İkinci engel kültürel ve sosyal engellerdir. Kültürel ve toplumsal baskılar İranlı erkekler için böyle bir izin vermez. Hatta bazı devlet kurumları ve siyasi partiler, çift eşli erkekleri işe almamaktadır. En azından dört yıldır Türkiye’de yaşayan kültürel antropolojide okuyan bir doktora öğrencisi olarak, İranlı kadınların gelenek görenek ve toplumsal haklarının (yasal ve resmi olmayan) Türk kadınlarından daha fazla olmasa da, kesinikle daha az olmadığını söyleyebilirim. İran’da ataerkil kavramı Türkiye’deki ataerkizmden çok daha zayıftır ve İranlı kadınlara yönelik şiddet, Türk kadınlarına yönelik şiddetten daha azdır. Bir örnek vereyim. İranlı arkadaşlarımdan biri, boşanmış bir İranlı kadınla evlendi. Türk arkadaşlarına bunu anlattığında, ilk soru şu olmuş: “Eski kocası tarafından tehdit edilmiyor musun?” Bir erkeğin neden eski eşinin kişisel hayatına müdahale etmesi gerektiğini anlamam uzun zaman aldı. Fakat bu dönemde Türkiye’de bazı örnekler görürken, söz konusu kültürel farklılıkları daha iyi farkettim.

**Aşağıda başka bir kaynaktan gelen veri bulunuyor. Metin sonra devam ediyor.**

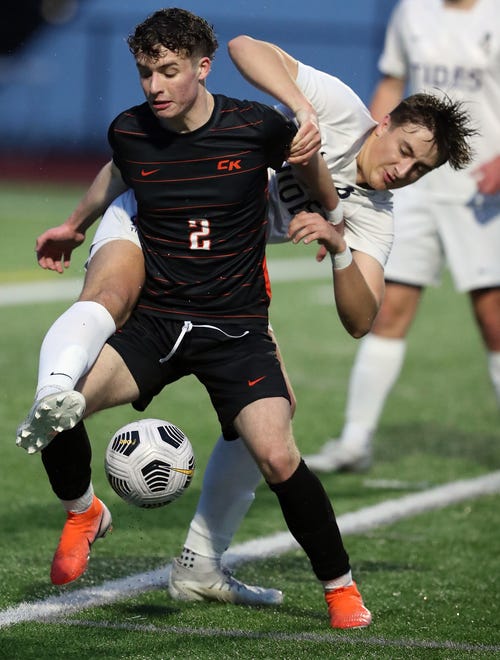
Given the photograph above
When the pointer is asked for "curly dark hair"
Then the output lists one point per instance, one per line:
(446, 119)
(178, 30)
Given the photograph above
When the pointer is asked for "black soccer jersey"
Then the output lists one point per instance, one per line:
(202, 205)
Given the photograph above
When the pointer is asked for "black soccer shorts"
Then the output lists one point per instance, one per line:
(236, 364)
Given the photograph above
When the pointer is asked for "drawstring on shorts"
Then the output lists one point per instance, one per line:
(187, 326)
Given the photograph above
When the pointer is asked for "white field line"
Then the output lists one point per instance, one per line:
(330, 637)
(68, 288)
(351, 523)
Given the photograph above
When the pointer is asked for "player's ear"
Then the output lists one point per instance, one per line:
(204, 67)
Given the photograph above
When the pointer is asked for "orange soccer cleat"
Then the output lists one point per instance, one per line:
(80, 531)
(346, 609)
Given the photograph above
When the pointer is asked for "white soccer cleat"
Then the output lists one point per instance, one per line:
(219, 585)
(337, 456)
(49, 416)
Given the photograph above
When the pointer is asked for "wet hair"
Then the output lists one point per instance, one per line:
(177, 30)
(447, 120)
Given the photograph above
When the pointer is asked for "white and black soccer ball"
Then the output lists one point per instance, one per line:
(149, 463)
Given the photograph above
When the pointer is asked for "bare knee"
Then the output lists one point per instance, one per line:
(397, 311)
(114, 279)
(486, 305)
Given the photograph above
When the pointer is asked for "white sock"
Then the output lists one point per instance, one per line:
(81, 504)
(376, 368)
(72, 345)
(229, 484)
(494, 369)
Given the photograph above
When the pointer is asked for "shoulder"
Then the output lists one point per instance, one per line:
(137, 115)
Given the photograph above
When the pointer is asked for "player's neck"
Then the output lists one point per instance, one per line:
(195, 117)
(459, 4)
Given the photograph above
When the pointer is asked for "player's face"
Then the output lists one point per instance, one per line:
(173, 86)
(396, 157)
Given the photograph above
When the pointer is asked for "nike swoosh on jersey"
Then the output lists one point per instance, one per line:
(251, 383)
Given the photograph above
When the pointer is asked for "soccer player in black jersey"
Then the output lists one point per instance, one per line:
(197, 163)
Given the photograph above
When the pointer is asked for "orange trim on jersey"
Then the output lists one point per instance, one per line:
(267, 279)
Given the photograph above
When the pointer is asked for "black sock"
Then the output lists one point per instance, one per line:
(67, 463)
(311, 520)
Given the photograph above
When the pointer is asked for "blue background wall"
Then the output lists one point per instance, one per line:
(61, 88)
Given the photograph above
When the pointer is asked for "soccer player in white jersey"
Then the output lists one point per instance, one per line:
(448, 217)
(366, 160)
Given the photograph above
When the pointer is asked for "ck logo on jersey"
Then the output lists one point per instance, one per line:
(229, 165)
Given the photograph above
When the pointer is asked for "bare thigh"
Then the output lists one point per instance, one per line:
(265, 427)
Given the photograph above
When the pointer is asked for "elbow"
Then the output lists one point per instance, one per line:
(358, 328)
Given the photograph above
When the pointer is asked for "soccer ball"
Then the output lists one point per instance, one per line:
(149, 463)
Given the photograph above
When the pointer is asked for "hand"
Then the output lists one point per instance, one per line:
(307, 141)
(54, 247)
(308, 227)
(488, 177)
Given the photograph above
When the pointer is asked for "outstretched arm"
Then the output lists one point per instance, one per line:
(54, 246)
(358, 280)
(273, 71)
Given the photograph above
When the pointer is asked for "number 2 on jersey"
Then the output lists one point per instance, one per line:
(198, 239)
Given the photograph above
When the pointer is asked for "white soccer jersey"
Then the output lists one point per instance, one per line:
(117, 223)
(458, 52)
(345, 122)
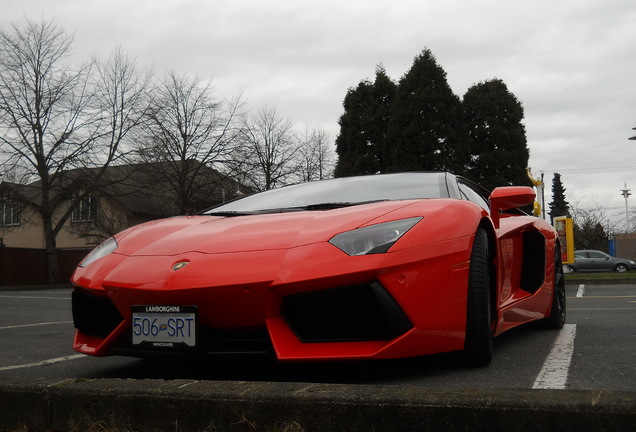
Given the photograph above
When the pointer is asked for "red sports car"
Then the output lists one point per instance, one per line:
(369, 267)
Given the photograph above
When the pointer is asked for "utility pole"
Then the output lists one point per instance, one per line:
(626, 193)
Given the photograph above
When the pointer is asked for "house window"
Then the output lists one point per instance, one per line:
(10, 212)
(85, 210)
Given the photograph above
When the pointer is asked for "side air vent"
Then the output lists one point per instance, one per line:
(533, 269)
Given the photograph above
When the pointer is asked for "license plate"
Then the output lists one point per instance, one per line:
(164, 326)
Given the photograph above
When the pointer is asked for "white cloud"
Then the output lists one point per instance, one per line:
(571, 63)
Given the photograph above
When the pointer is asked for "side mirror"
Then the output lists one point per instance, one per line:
(508, 197)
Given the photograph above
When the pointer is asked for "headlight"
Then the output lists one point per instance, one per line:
(373, 239)
(100, 251)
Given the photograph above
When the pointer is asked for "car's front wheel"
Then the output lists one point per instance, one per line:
(621, 268)
(478, 343)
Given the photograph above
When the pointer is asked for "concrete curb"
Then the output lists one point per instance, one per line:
(188, 405)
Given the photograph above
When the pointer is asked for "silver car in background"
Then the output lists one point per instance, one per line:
(596, 261)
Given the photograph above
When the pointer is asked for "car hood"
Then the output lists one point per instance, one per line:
(214, 234)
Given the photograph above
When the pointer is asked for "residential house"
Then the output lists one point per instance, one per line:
(110, 201)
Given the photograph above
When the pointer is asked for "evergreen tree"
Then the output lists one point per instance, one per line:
(496, 135)
(426, 128)
(559, 206)
(363, 126)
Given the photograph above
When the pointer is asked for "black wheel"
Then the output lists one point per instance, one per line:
(556, 320)
(478, 344)
(621, 268)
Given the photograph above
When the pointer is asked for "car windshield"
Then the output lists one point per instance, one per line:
(337, 192)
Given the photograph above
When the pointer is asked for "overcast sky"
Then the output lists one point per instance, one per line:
(571, 63)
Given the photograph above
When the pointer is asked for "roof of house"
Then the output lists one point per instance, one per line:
(142, 188)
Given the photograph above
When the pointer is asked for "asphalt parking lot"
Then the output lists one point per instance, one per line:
(594, 359)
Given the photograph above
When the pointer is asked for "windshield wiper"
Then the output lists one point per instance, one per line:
(330, 205)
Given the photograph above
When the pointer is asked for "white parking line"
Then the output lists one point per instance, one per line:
(581, 291)
(35, 324)
(36, 297)
(554, 374)
(43, 362)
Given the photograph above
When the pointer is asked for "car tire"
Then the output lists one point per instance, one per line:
(478, 343)
(556, 320)
(621, 268)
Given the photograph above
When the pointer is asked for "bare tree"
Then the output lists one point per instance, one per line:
(188, 131)
(55, 120)
(267, 155)
(315, 157)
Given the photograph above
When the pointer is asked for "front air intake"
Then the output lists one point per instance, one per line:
(94, 315)
(353, 313)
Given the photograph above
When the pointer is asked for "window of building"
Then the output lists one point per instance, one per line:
(85, 210)
(10, 211)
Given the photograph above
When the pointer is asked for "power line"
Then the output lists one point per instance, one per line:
(599, 170)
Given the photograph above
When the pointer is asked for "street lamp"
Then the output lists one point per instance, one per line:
(626, 193)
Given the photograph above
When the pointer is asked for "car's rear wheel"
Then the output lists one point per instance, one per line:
(556, 320)
(478, 343)
(621, 268)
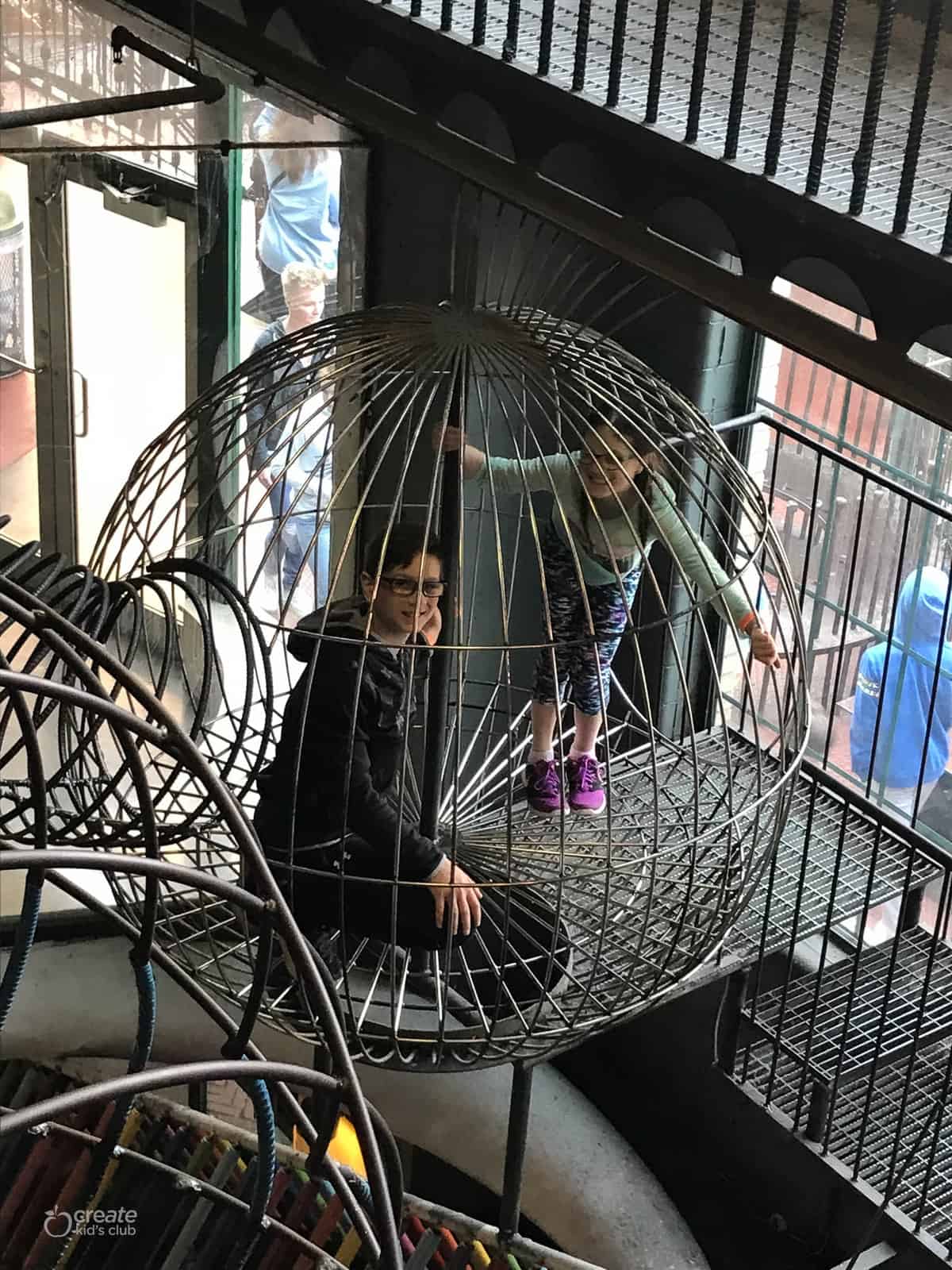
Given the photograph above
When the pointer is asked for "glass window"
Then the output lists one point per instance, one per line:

Ancak en garip soru genç bir dindar adam tarafından soruldu: “İranlılar Müslüman mı?” Ve gülmeyle birlikte şaşkınlık içerisinde “evet” diye cevapladığımda, “Peki, namaz kılmayan nasıl bir Müslüman olacak?” devam etti. Bu sorunun ikinci kısmı bana daha önce de defalarca soruldu, fakat neden İranlıların namaz kılıp kılmıdıklarını sormalarını anlamıyordum. Bu genç adamla konuşurken, bu sorunun kökenini anladım: Şiiler hakkındaki algıları Türkiye’deki Alevilik gibi; Aleviler genelde namaz kılmıyorlar. İran’da, resmi olarak Şiiler’den hariç yaklaşık 2-3 milyon Alevi var.
Genel olarak, Türkiye’deki Şii mezhebiyle ilgili algılamalar, aynı muta ve namaz kılmaması gibi bir şeydir. Son yıllarda, internet ve sosyal ağların genişlemesiyle, İran’a yönelik Türkiye’deki bilincim biraz artmasına rağmen, maalesef ki hâlâ gerçeklerden çok uzaktırlar. Fakat öbür taraftan, Türkiye hakkında İranlıların bilincinin çok yüksek olduğunu söyleyebiliriz. İranlılar, Türkiye’de birçok siyasetçi, siyasi parti, aktör ve şarkıcının adını biliyorlar. Ayrıca, her yıl Türkiye’nin doğusuna (özellikle Van’a) ve batısına (özellikle İstanbul, İzmir, Antalya vb. şehirlere) iki buçuk milyon İranlı turistin yaptığı ziyareti dolayısıyla bu farkındalık daima günceldir.
Türkler görüşlerini değiştirmiyor
Ancak Türkler, yazı boyunca bahsettiğim abartılı ve genellikle yanlış olan görüşlere dayanarak İran hakkındaki önyargı ve genel kabullerini korumaya devam ediyorlar. Üstelik, İran’ın Türkler için bir çok avantaj sağlayan ülke olmasına rağmen (vizesiz girişi, büyük ve uygun bir pazar olması, Türkçe bilen nüfusu yüzde 20-25 oluşu, gezmek için ucuz bir ülke olması vb.) Türkler İran’a seyahat etmeyi hâlâ planlarına dahil etmiyorlar.